Tim Gill, author of "Urban Playground: How Child-Friendly Planning and Design Can Save Cities" and longtime champion of more freedom for kids, said the study shows "that British children have been subject to a gradual, creeping lockdown over at least a generation." He added, "Thanks to the pandemic, we all know what lockdown feels like."
So, why are we doing this to our kids?
The reasons are the usual adult fears of crime and traffic, dovetailing with the fact that electronic entertainment keeps many kids from longing for the outdoors (or knowing it exists).
Of course, our desire to keep kids safe makes sense. What is hard to keep in mind when worrying about the dangers of letting them leave the house is that there are dangers to not letting them leave the house. Gill lists them: "Boredom, isolation, inactivity and poorer mental and physical health. The consequences for their development and well-being should not be underestimated."
In fact, the consequences are pretty clear. After all, the book, "Your Six-Year-Old: Loving and Defiant," was a standard-issue child development book for parents, published in 1979. Over the course of just 40 years, it has become an amazing artifact, a Rosetta stone from the misty past, back when, according to the book's checklist, your average 6-year-old entering first grade should have been able to knock off simple milestones:
— Does your child have two to five permanent or second teeth?
— Can your child ride a small two-wheeled bicycle without helper wheels?
— Can your child tell left hand from right?
— Can your child travel alone in the neighborhood (four to eight blocks) to the store, school, a playground or a friend's home?
Keeping kids under adult supervision until they are almost TWICE that age — 11 instead of 6 — is a shocking development. Imagine if we kept kids in diapers till age 8 or didn't let them start driving till age 30 (which is secretly something I'd love, but I realize that is wildly off-point). It's dizzying to think of how quickly we have come to see kids as helpless instead of spunky.
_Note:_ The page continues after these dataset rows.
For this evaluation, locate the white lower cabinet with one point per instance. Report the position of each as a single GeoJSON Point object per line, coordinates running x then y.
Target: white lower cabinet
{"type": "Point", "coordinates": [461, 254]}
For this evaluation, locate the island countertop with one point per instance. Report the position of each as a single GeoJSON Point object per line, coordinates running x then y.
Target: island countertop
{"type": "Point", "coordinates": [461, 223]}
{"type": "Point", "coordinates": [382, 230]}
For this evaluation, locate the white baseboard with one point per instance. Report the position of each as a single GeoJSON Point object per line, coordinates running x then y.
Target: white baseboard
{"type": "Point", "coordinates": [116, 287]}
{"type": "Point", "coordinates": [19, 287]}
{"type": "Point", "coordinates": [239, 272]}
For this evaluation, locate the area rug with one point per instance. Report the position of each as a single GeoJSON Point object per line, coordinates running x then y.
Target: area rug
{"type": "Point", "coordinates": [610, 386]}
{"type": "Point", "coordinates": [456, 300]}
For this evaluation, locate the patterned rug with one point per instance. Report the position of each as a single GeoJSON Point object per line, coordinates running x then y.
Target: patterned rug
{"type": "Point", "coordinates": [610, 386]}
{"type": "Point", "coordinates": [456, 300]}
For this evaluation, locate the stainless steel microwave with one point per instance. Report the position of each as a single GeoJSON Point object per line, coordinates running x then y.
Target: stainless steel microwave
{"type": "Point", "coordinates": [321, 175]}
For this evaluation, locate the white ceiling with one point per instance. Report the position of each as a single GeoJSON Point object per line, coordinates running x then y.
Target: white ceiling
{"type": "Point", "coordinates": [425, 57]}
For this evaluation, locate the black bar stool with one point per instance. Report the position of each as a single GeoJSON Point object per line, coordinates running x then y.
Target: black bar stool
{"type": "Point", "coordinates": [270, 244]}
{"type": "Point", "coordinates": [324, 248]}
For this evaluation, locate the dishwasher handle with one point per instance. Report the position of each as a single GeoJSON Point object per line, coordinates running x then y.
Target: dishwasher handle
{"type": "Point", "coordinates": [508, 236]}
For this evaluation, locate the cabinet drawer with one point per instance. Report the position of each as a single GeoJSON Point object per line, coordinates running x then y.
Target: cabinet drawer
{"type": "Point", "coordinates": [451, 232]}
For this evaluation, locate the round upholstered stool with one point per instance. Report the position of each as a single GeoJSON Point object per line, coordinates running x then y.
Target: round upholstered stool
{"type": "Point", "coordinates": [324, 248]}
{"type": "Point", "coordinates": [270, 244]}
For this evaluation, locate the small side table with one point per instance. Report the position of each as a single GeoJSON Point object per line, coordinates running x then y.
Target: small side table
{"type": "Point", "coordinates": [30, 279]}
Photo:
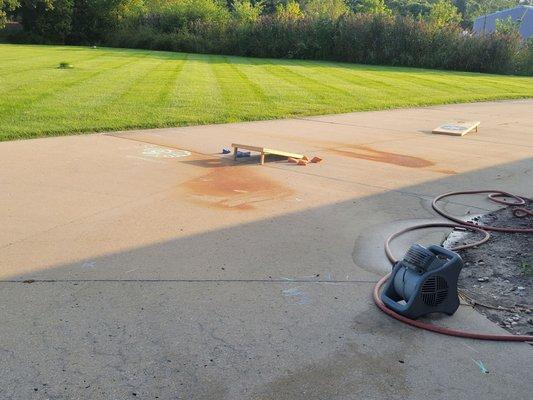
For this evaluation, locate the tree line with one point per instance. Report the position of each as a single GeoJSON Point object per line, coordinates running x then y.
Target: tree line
{"type": "Point", "coordinates": [421, 33]}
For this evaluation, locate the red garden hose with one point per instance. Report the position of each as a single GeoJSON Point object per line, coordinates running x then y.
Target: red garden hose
{"type": "Point", "coordinates": [494, 196]}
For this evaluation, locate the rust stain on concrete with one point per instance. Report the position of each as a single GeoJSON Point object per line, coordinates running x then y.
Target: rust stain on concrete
{"type": "Point", "coordinates": [368, 153]}
{"type": "Point", "coordinates": [235, 188]}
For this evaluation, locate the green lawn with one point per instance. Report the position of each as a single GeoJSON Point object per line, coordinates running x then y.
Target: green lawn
{"type": "Point", "coordinates": [110, 89]}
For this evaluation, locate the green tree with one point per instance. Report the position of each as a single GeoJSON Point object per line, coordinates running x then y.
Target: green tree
{"type": "Point", "coordinates": [331, 9]}
{"type": "Point", "coordinates": [289, 12]}
{"type": "Point", "coordinates": [50, 19]}
{"type": "Point", "coordinates": [508, 26]}
{"type": "Point", "coordinates": [444, 13]}
{"type": "Point", "coordinates": [372, 7]}
{"type": "Point", "coordinates": [6, 7]}
{"type": "Point", "coordinates": [247, 12]}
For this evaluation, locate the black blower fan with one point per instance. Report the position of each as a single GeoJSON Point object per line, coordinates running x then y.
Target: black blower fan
{"type": "Point", "coordinates": [425, 281]}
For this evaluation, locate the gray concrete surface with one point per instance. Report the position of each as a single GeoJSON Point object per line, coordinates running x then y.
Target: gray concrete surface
{"type": "Point", "coordinates": [164, 277]}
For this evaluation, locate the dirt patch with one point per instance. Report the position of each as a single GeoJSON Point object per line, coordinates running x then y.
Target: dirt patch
{"type": "Point", "coordinates": [368, 153]}
{"type": "Point", "coordinates": [499, 274]}
{"type": "Point", "coordinates": [235, 188]}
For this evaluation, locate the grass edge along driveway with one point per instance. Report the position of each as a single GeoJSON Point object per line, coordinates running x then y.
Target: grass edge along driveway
{"type": "Point", "coordinates": [114, 89]}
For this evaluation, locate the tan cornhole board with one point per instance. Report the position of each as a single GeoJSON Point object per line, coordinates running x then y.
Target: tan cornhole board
{"type": "Point", "coordinates": [263, 151]}
{"type": "Point", "coordinates": [457, 128]}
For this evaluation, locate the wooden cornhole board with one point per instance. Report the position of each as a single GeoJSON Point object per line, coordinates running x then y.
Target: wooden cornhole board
{"type": "Point", "coordinates": [457, 128]}
{"type": "Point", "coordinates": [263, 151]}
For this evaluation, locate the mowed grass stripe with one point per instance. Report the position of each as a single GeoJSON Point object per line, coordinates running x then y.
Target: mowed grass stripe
{"type": "Point", "coordinates": [237, 91]}
{"type": "Point", "coordinates": [112, 89]}
{"type": "Point", "coordinates": [56, 81]}
{"type": "Point", "coordinates": [197, 97]}
{"type": "Point", "coordinates": [80, 101]}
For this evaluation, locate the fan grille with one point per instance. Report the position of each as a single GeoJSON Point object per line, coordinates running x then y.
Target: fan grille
{"type": "Point", "coordinates": [434, 290]}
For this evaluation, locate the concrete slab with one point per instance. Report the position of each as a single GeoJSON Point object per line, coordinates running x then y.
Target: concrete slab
{"type": "Point", "coordinates": [172, 276]}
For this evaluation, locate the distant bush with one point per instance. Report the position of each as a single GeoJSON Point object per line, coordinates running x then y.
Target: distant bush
{"type": "Point", "coordinates": [357, 38]}
{"type": "Point", "coordinates": [323, 33]}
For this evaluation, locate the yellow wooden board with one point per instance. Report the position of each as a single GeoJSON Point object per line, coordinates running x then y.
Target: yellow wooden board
{"type": "Point", "coordinates": [457, 128]}
{"type": "Point", "coordinates": [263, 151]}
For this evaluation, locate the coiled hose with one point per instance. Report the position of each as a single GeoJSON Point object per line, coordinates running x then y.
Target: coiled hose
{"type": "Point", "coordinates": [494, 195]}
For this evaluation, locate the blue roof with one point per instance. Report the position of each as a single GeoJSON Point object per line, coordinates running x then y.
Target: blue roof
{"type": "Point", "coordinates": [521, 14]}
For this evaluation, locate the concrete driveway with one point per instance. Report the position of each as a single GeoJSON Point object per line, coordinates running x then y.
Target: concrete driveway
{"type": "Point", "coordinates": [132, 269]}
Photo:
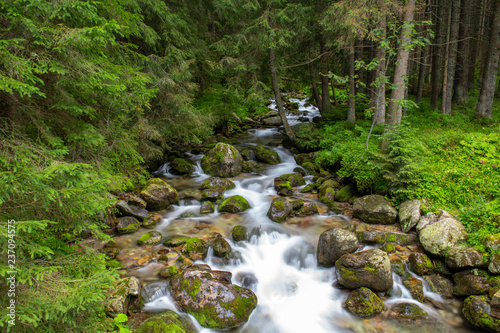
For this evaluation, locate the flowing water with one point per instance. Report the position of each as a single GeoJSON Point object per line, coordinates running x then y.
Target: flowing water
{"type": "Point", "coordinates": [279, 262]}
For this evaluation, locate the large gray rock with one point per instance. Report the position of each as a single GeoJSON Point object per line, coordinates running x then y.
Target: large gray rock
{"type": "Point", "coordinates": [409, 214]}
{"type": "Point", "coordinates": [370, 268]}
{"type": "Point", "coordinates": [159, 194]}
{"type": "Point", "coordinates": [440, 237]}
{"type": "Point", "coordinates": [211, 297]}
{"type": "Point", "coordinates": [333, 244]}
{"type": "Point", "coordinates": [374, 208]}
{"type": "Point", "coordinates": [222, 161]}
If the crime rate had soared in the interceding decades, extra caution might make sense. But here in America, where, like Britain, we are also keeping kids under very close tabs for more and more years, the crime rate is back to what it was in the '60s and '70s. Crime was on the increase till the early '90s, but then it started heading back down — way down.
So, parents who were playing outside in the '80s or '90s were allowed out when the crime rate was HIGHER than it is today. (People sometimes say: "Aha! Maybe crime is down because we constantly supervise kids now!" But crime is down against adults, too, and we aren't "helicoptering" them.)
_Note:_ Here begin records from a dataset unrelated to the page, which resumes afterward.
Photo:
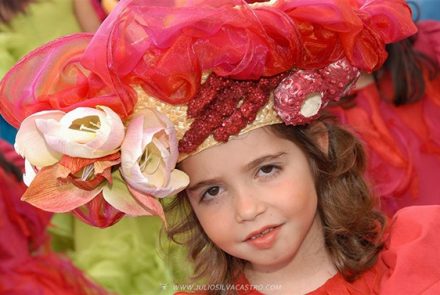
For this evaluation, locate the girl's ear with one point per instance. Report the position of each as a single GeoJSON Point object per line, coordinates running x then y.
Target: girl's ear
{"type": "Point", "coordinates": [319, 132]}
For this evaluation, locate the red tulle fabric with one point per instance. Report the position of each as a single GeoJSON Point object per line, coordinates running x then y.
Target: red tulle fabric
{"type": "Point", "coordinates": [408, 264]}
{"type": "Point", "coordinates": [27, 265]}
{"type": "Point", "coordinates": [403, 143]}
{"type": "Point", "coordinates": [165, 49]}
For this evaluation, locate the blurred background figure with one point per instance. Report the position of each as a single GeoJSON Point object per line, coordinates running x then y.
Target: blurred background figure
{"type": "Point", "coordinates": [425, 9]}
{"type": "Point", "coordinates": [91, 13]}
{"type": "Point", "coordinates": [27, 263]}
{"type": "Point", "coordinates": [396, 111]}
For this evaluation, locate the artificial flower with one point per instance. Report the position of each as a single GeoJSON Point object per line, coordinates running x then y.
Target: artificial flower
{"type": "Point", "coordinates": [84, 132]}
{"type": "Point", "coordinates": [38, 153]}
{"type": "Point", "coordinates": [149, 155]}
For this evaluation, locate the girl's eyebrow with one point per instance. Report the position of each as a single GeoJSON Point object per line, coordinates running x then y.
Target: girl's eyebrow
{"type": "Point", "coordinates": [247, 167]}
{"type": "Point", "coordinates": [262, 159]}
{"type": "Point", "coordinates": [203, 183]}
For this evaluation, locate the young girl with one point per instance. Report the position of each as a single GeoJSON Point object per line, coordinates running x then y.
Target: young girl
{"type": "Point", "coordinates": [272, 195]}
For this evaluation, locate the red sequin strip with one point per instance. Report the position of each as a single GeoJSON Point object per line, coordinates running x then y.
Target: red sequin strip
{"type": "Point", "coordinates": [223, 107]}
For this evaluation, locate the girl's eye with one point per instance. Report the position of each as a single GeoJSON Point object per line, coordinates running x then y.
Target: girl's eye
{"type": "Point", "coordinates": [211, 192]}
{"type": "Point", "coordinates": [268, 170]}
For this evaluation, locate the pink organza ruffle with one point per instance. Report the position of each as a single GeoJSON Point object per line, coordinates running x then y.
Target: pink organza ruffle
{"type": "Point", "coordinates": [165, 49]}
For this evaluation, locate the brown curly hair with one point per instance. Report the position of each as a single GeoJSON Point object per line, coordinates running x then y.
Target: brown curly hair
{"type": "Point", "coordinates": [352, 226]}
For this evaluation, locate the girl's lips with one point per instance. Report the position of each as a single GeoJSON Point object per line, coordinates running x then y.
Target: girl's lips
{"type": "Point", "coordinates": [264, 238]}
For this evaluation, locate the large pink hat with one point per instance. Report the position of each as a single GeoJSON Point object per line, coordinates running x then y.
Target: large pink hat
{"type": "Point", "coordinates": [104, 118]}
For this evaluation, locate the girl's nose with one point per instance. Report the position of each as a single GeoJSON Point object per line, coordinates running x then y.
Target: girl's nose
{"type": "Point", "coordinates": [247, 205]}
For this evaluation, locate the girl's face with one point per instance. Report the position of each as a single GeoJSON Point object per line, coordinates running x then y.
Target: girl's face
{"type": "Point", "coordinates": [254, 197]}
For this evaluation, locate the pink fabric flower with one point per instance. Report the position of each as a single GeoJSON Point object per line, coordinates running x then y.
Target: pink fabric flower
{"type": "Point", "coordinates": [149, 155]}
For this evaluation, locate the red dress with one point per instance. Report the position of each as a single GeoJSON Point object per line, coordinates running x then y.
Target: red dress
{"type": "Point", "coordinates": [409, 263]}
{"type": "Point", "coordinates": [403, 143]}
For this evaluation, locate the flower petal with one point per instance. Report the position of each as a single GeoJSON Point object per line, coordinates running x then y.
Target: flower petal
{"type": "Point", "coordinates": [84, 132]}
{"type": "Point", "coordinates": [38, 153]}
{"type": "Point", "coordinates": [29, 173]}
{"type": "Point", "coordinates": [49, 193]}
{"type": "Point", "coordinates": [118, 195]}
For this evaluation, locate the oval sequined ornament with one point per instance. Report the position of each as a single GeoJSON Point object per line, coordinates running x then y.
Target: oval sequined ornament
{"type": "Point", "coordinates": [299, 97]}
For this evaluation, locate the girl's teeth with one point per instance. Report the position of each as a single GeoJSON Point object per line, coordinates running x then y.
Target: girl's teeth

The University of Reading's Helen Dodd, who led the study, says, "We can clearly see that there is a trend to be protective and to provide less freedom for our children now than in previous generations."
Unfortunately, the older kids are before they get moving, exploring and playing on their own, the less chance they get to develop "their ability to assess and manage risk independently," Dodd says.
Our own risk calculations are pretty off when we think we are keeping kids safer by stunting their physical and psychological growth by treating them like babies for 11 long, stifling years.